Lyra picks up the one-pound Cell and puts it inside the Cell case, the inside of which was padded with foam. A pocket on the side of the case held many USB drives, most in the four-gigabyte range, while another pocket held a holographic crystal. Most holographic crystals were used by libraries or companies to hold books or records. Lyra’s crystal held all of her textbooks for the school year. Real books were so rare they only existed in airtight chambers in national libraries. Instead, engineers had perfected holographic memory in 2010. Flash drives were preferred for household use since the data on the flash memory could be changed, but companies and libraries soon transferred all books and records to holographic memory because holographic memory used the volume of the crystal to store data.
"The bus is here, Lyra," calls Lyra’s father. "Are you riding it or are you driving to school?" He claps his hand, turning off the LED lights in the kitchen.
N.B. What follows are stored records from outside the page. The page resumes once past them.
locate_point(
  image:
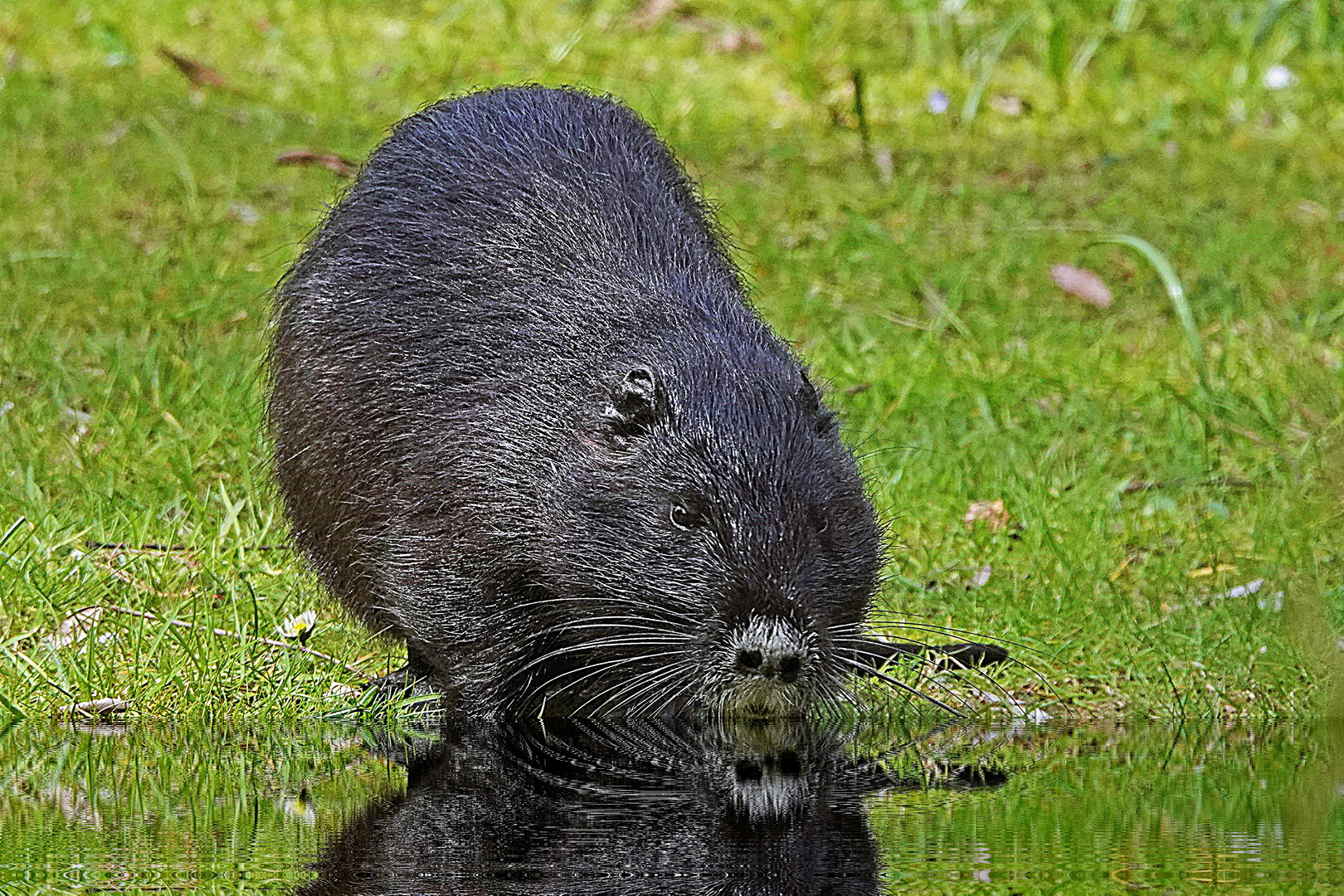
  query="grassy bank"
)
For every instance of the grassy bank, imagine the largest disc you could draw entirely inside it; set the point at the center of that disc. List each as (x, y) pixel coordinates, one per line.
(1151, 468)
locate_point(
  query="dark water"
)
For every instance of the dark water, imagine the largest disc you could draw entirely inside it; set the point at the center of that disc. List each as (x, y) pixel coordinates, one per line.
(587, 807)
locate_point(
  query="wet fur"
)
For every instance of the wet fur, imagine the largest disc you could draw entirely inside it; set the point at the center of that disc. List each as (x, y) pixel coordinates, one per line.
(514, 356)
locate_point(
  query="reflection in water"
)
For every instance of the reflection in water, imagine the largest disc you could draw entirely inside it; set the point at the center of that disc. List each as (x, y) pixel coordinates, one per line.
(589, 809)
(626, 807)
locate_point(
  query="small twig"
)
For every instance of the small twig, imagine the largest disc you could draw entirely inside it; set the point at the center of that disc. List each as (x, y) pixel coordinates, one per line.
(149, 547)
(240, 635)
(859, 112)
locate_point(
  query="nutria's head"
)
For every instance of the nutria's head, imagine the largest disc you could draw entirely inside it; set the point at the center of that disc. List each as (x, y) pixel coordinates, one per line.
(711, 543)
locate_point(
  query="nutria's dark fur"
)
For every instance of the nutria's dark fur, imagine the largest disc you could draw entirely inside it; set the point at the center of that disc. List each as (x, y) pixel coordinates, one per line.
(526, 419)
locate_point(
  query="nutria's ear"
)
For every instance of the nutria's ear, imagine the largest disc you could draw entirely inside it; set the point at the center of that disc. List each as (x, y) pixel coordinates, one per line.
(637, 401)
(811, 403)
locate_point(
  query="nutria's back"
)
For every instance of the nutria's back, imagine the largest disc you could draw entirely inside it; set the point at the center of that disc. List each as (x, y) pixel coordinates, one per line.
(526, 421)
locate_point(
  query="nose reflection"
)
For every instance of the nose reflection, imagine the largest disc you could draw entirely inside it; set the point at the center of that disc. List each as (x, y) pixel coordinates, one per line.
(617, 807)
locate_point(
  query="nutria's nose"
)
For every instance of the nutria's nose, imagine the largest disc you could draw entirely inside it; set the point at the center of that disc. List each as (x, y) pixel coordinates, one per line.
(784, 665)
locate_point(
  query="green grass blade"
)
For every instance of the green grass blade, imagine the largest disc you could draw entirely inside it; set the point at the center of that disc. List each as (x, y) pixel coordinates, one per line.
(1268, 19)
(1175, 292)
(986, 66)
"I think my car needs recharging," Lyra replies. "It was cloudy yesterday, remember?"
Lyra's car was a hybrid. Like all the cars that followed federal regulations, her car was powered partly by electricity and partly by solar cells on the roof. Gasoline was a last resort. There were still cars out there that ran on only gasoline, but the government had penalties against such cars. Thanks to the discovery that the band gap of the semiconductor indium nitride is not 2 electron volts (2 eV), but instead 0.7 eV by Lawrence Berkeley National Laboratory, with Cornell University and Ritsumeikan University, solar cells with 30 percent efficiency were made in 2002. Soon after solar cells with 50 percent efficiency were made in the year 2010 with aluminum instead of silicon.
As Lyra boards the fuel cell powered bus, she realizes again how lucky she is to be living in a time when technology makes life so perfect.